The first of those resources is “Rory’s Star”, which is a book such as people might pick up in a nursery or school. It is well illustrated and can be easily read by children. When the book was first published, there was no other resource available in Scotland to help young children following the death of a baby from cot death. The book, which is aimed at children, tells the story of a young girl who has just begun to get used to having a little brother when he passes away. It deals with her witnessing grief during that time and attending the funeral, and it reassures children that it is okay to cry about the loss of their brother or sister. For grieving parents, who must struggle to come to terms with the sudden death of their child while still being a good mum or dad to the children who remain, the book is an invaluable resource.
Wilma Carragher’s son Andrew passed away in 1990 from cot death, aged 16 weeks. The trust invested money that she raised in creating a second book called “Andrew’s Rainbow”. It is in the same vein as “Rory’s Star”; it, too, is written for children and is beautifully illustrated.
Following the launch of “Rory’s Star”, Wilma became aware of a gap in sibling support for children who have been born into a family after the death of a child. It is important that those children, who are often called rainbow babies, are supported through any grief that they feel for their brother or sister. There will be photographs of their sibling and other family members, and their family will have important days in the year when they remember their brother or sister. They will form a bond with their sibling through their family sharing memories and looking at photographs. It is also important that they know that they are not a replacement for the child who has died, as some may wonder whether they would have been born if their sibling had not passed away.
The idea is that the child is like a rainbow after a storm. The beauty of a rainbow does not negate the ravages of the storm.

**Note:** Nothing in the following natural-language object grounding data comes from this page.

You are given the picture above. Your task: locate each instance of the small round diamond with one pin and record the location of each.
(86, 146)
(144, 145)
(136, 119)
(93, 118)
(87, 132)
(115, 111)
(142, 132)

When a rainbow appears, that does not mean that the storm never happened or that the family is not still dealing with its aftermath; it means that something beautiful and full of light has appeared in the midst of the darkness and clouds. Storm clouds may hover, but the rainbow provides a counterbalance of colour, energy and hope.
It is complex situation for any young children who have an older sibling who appears only as a baby in a photograph. They may tell people that they have an older sibling or include the sibling when drawing family trees or other activities. They may wonder what their older brother or sister would look like. Would they look alike? Would they share the same interests?
“Andrew’s Rainbow” contains the words of rainbow children. It was written to help both parents and professionals explore some of the children’s feelings about being born into a family after the loss of a sibling.
I was prompted to bring the debate to Parliament by the two books that I have highlighted. I sincerely hope that the debate will assist with promoting the support and resources that are available to children. By holding the debate, we acknowledge the work of all the organisations that highlight the importance of supporting children and adults through bereavement, and commend the work of all the organisations that are engaged in this difficult area that is of immense importance to us all.